I was a senior in high school and I remember the announcement over the public address system of this extraordinary feat. It was 9:30 in the morning on May 5th ,1961 and when they did light that candle, Shepard was blasted into space under 75,000 pounds of thrust, the capsule seperating from the rocket 10 seconds later, continuing skyward for 116 miles. Shepard described the ride as "painless, just a pleasant ride." Shepard's ride ended in the Atlantic Ocean just 15 minutes after it had began. It wouldn't be his last.

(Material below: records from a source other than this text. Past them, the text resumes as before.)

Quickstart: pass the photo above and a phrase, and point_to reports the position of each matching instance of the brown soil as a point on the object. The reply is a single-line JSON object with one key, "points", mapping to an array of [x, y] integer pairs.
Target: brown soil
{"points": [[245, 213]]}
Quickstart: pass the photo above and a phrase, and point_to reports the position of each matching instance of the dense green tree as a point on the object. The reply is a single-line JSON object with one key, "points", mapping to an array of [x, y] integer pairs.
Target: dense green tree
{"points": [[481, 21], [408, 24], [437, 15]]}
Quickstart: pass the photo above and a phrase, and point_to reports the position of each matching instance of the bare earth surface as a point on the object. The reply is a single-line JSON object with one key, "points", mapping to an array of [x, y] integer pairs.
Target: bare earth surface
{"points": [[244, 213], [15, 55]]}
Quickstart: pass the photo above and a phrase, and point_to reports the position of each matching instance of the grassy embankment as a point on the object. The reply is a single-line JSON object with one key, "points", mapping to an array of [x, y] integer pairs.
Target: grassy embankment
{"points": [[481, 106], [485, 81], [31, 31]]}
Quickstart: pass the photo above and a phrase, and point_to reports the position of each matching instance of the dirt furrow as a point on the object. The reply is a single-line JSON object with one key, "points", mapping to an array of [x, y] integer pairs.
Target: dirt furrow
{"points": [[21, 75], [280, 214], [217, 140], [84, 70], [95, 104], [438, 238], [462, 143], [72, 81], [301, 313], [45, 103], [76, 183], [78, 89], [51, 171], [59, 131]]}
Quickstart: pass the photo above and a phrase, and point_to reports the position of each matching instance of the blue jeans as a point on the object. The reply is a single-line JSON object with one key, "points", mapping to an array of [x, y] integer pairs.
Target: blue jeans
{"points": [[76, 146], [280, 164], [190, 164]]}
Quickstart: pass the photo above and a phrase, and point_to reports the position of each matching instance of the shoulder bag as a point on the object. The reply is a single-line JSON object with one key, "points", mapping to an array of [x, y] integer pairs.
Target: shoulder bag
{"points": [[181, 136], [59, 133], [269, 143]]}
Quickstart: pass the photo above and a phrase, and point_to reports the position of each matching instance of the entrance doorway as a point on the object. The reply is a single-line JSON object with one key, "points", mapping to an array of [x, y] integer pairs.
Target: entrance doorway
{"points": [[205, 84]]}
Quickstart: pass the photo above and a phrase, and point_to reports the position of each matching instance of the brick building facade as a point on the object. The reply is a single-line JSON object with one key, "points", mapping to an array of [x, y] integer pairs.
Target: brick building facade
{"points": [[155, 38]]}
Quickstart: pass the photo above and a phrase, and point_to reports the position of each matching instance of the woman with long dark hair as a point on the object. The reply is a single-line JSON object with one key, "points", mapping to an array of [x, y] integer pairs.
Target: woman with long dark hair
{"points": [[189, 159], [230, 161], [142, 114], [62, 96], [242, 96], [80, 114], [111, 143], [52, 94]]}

After graduating from the Naval academy in 1944, he served in World War II aboard the Destroyer COGSWELL in the Pacific. After the war he took flight training at both Corpus Christi,Texas and Pensacola, Florida and earned his wings in 1947. Assigned to Fighter Squadron 42 in Norfolk, Virginia, he subsequently served on various aircraft carriers in the Mediterranean. Upon graduating in 1952 from the Navy's Test Pilot School, Shepard did just that. He tested. From high-altitude tests on light at different heights, to experiments on the Navy's in-flight refueling systems, Shepard tested. From carrier suitability trials to trials of the first angled carrier deck, he tested. He flight tested a variety of new aircraft including the F11F Tigercat and the F8U Crusader. After attending and graduating from the Naval War College, Shepard was assigned to the staff of the Commander-in-Chief of the Atlantic Fleet in 1957.

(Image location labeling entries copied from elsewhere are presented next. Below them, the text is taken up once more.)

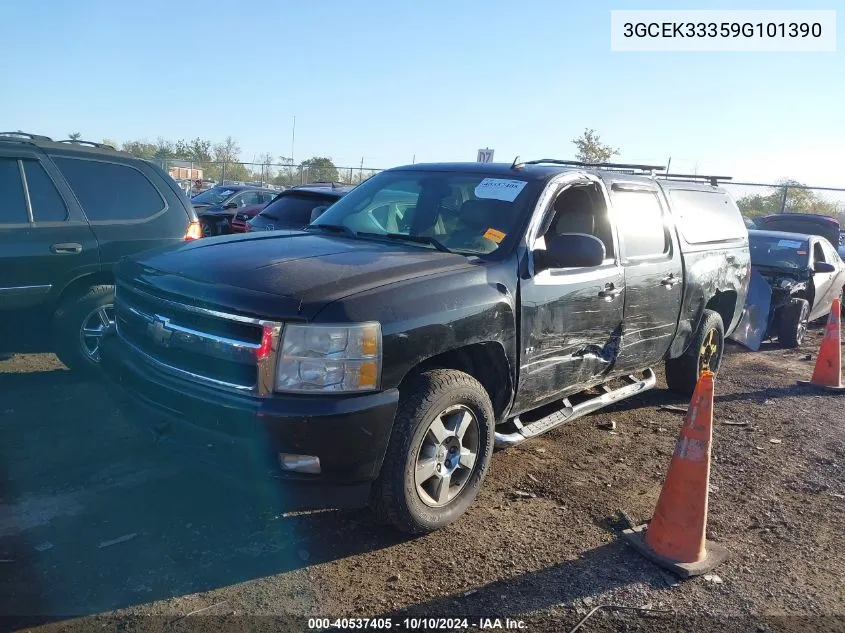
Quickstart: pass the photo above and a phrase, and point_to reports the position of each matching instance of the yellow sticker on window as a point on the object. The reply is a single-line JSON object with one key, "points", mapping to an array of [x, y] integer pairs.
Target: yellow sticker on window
{"points": [[493, 234]]}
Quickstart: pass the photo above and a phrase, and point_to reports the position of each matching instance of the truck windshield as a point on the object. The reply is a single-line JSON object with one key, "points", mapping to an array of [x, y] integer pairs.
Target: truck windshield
{"points": [[464, 212], [779, 252]]}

In 1959, He was chosen as one of the seven original Mercury astronauts, and subsequently made the historic first flight into space, described above. On his second space flight, he went a bit farther, to the moon to be exact. As commander of the Apollo 14 mission, Shepard took on the challenge of the third lunar landing with fellow astronauts Edgar Mitchell, the lunar module pilot, and Stuart Roosa, the command module pilot. Shepard and Mitchell landed in the "hilly upland Fre Mauro region" of the moon and among other tasks, collected close to 100 pounds of lunar samples. Their accomplishments included:

  • The largest payload placed in lunar orbit.
  • The longest distance traversed on the lunar surface
  • The largest payload returned from the lunar surface
  • The longest lunar surface stay time (33 hours)
  • The longest lunar surface EVA (9 hours and 17 minutes)
  • The first use of shortened lunar rendevous techniques
  • The first extensive orbital science period conducted during CSM solo operations.

Clearly, these were records at the time, later surpassed in nearly every respect.

In 1971, Alan Shepard resumed his duties as Chief of the Astronaut Office and served there until he retired on August 1, 1974. He later served as the President of the Mercury Seven Foundation, which provides college science scholarships for deserving students. Shepard and Deke Slayton, another Mercury astronaut, co-authored Moon Shot: The Inside Story of America's Race to the Moon (1994).

After a long battle with leukemia, Alan Shepard died at the age of 74, in 1998.